Canada’s annual deforestation rate is close to zero, less than 0.02% – due mainly to other industrial activities, urban development, transportation, recreation and hydroelectricity.
AMY MOAS: Most of what I do works with companies and to make sure that the commodities that they buy, so stuff like pulp and paper and palm oil, are coming from really sustainable and responsible sources around the world.
That typically involves Moas and her colleagues making claims they admit don’t “hew to strict literalisms or scientific precision.” In recent court filings they’ve called their campaign more “figurative than literal.”
Greenpeace admits to using “rhetorical hyperbole” and “non-verifiable subjective opinion” to threaten companies with public disparagement campaigns and cyber harassment if they don’t comply with its demands.

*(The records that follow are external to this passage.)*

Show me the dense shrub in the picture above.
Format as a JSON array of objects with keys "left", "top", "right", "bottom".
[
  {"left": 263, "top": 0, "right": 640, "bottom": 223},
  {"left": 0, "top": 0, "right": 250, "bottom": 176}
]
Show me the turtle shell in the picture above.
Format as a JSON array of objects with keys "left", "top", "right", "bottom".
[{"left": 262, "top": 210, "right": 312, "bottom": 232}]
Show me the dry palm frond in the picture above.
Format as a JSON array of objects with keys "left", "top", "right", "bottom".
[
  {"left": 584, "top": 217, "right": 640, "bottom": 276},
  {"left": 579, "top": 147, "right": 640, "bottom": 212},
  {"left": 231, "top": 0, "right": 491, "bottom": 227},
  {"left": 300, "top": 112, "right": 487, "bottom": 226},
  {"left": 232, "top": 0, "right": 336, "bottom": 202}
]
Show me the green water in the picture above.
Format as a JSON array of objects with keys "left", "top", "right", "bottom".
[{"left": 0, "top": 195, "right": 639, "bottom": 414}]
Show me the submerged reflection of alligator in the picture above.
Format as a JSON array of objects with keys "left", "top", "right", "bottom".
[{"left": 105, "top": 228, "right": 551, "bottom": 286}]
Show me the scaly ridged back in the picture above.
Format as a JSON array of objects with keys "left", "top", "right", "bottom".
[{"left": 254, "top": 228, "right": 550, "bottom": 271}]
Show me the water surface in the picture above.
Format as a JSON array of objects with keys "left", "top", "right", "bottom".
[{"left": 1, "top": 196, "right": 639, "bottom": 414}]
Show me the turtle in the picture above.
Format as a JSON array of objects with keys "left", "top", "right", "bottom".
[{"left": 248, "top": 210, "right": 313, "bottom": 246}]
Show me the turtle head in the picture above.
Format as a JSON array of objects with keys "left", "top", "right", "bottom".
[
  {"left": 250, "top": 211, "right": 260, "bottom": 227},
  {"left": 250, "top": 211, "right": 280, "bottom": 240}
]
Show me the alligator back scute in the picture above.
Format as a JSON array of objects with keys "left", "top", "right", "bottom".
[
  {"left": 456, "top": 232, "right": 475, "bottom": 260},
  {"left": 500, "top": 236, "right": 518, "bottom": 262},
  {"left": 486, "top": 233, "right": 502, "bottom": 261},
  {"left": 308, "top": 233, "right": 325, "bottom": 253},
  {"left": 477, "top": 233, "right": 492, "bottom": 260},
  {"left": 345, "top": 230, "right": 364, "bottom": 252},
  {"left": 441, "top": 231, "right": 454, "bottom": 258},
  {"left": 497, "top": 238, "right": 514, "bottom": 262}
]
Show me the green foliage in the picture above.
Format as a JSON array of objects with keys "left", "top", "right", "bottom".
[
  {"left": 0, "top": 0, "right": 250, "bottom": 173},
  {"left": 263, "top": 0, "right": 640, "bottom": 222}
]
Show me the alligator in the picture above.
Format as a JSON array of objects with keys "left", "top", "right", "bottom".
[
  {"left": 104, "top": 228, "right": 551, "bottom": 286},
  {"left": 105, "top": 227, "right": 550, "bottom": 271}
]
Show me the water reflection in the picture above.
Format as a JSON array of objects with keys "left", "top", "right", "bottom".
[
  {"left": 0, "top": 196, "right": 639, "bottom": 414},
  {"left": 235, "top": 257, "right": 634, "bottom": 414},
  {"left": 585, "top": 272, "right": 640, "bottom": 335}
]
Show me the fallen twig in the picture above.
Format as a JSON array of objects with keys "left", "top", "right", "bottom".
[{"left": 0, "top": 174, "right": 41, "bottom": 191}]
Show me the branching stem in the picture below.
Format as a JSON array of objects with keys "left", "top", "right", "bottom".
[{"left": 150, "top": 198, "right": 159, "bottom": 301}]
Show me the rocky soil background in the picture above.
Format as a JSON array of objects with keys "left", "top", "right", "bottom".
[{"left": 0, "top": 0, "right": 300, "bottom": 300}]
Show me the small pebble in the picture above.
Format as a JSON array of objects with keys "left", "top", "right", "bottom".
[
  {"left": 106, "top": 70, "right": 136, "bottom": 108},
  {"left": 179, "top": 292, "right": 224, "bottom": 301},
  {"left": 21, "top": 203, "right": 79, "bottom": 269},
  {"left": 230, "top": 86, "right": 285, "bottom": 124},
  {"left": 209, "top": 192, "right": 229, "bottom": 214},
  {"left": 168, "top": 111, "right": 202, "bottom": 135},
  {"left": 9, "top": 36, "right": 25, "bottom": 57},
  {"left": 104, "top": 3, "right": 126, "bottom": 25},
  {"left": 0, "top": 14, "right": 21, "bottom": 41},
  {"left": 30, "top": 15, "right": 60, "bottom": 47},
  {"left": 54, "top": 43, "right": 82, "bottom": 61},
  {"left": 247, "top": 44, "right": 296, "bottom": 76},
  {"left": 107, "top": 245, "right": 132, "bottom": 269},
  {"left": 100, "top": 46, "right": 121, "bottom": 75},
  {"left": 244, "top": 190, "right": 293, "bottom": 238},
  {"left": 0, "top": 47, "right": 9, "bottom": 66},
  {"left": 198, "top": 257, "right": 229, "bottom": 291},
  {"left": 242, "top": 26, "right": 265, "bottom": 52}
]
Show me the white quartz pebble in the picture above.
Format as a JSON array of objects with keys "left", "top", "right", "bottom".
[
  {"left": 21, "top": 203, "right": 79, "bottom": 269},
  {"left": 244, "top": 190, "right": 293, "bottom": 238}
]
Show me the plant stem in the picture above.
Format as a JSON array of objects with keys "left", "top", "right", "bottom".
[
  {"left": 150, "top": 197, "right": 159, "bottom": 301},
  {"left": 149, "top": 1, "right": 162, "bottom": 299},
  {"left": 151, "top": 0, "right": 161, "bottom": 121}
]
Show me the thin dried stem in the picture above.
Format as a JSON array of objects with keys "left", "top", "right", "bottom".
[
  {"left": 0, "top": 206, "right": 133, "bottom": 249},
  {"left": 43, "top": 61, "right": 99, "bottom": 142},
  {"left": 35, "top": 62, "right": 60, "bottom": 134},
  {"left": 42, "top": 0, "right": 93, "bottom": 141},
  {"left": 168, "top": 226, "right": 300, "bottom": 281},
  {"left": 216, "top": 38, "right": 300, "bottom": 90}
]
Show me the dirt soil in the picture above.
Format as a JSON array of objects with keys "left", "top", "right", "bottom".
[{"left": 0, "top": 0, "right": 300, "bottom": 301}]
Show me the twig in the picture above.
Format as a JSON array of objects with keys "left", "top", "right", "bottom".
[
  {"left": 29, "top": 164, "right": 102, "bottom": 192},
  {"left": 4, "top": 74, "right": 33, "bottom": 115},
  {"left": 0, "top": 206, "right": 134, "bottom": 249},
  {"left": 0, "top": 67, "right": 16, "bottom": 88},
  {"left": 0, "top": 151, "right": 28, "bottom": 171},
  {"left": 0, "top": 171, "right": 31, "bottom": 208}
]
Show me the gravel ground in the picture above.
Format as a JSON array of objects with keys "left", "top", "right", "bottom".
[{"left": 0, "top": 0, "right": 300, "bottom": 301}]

AMY MOAS: And, Resolute Forest Products is one of the largest logging companies in North America. And so you can’t ignore the impact they’re having on the ground there.

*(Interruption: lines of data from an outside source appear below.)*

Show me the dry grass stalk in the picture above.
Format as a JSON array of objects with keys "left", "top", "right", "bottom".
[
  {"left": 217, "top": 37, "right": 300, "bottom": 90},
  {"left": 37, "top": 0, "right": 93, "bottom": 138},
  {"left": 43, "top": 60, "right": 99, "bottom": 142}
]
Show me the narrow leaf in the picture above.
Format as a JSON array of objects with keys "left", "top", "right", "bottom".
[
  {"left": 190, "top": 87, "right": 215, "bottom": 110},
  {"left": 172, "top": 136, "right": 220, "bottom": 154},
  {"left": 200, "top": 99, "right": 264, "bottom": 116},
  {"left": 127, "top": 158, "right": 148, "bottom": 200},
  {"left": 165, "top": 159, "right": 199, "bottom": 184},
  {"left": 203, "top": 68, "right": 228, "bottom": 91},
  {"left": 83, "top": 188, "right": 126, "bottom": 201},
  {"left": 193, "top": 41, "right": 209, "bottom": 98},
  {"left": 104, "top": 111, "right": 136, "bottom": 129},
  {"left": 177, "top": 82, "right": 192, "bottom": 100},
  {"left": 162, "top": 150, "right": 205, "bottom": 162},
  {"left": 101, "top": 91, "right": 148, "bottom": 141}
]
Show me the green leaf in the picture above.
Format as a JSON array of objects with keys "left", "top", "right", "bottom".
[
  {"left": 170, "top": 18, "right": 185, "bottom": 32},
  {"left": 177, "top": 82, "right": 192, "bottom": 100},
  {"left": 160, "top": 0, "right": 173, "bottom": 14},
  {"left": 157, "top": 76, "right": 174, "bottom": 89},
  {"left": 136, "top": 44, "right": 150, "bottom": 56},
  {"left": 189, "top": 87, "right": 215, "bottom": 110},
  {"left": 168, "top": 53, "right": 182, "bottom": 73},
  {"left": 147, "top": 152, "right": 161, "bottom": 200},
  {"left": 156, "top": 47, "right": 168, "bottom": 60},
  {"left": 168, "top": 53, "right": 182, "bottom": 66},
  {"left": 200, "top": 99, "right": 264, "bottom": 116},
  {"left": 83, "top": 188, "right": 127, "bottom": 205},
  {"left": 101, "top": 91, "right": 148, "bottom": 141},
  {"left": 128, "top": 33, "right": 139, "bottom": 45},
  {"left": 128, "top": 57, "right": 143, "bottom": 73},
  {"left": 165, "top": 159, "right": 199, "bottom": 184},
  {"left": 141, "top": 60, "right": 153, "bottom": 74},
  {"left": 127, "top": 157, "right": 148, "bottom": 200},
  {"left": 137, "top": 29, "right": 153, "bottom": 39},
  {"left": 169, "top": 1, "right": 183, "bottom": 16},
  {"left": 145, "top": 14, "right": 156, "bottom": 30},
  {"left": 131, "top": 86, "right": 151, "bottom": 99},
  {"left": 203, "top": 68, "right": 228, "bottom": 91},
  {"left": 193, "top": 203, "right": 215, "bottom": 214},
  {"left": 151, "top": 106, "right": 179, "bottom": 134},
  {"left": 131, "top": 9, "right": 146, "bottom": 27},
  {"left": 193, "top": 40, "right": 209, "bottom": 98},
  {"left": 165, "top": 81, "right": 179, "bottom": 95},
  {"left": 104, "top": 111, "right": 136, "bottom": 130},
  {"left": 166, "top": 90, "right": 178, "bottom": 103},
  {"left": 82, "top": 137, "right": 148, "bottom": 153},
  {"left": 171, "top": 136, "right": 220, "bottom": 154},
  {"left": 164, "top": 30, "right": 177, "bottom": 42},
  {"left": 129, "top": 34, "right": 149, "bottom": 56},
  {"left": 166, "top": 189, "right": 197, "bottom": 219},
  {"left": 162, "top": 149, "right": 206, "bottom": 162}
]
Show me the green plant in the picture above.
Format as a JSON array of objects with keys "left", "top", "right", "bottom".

Resolute’s track record on environmental stewardship has won North American and global recognition.
[Text Card on Screen] If Resolute wins these lawsuits, it would set a dangerous precedent letting more corporations silence their critics.
Free speech does not include libel and slander.
AMY MOAS: Calling us a criminal enterprise is so far from reality that it’s really hard to understand.
Take a closer look at our RICO complaint. It specifies how Greenpeace conspired to threaten Resolute and our customers with blatant fabrications.
SHANE MOFFAT: Why Resolute is such an important part of this story is because not only are they threatening the health of these forests for future generations, they’re also threatening the ability of the environmental movement as a whole to speak out, to criticize, and to shine a light on the practices that otherwise wouldn’t come to the public’s attention.
No one is being silenced. You’re speaking out right here in this video.
Citizens and companies have a right to respond, and Greenpeace should be held accountable under the law just like everybody else.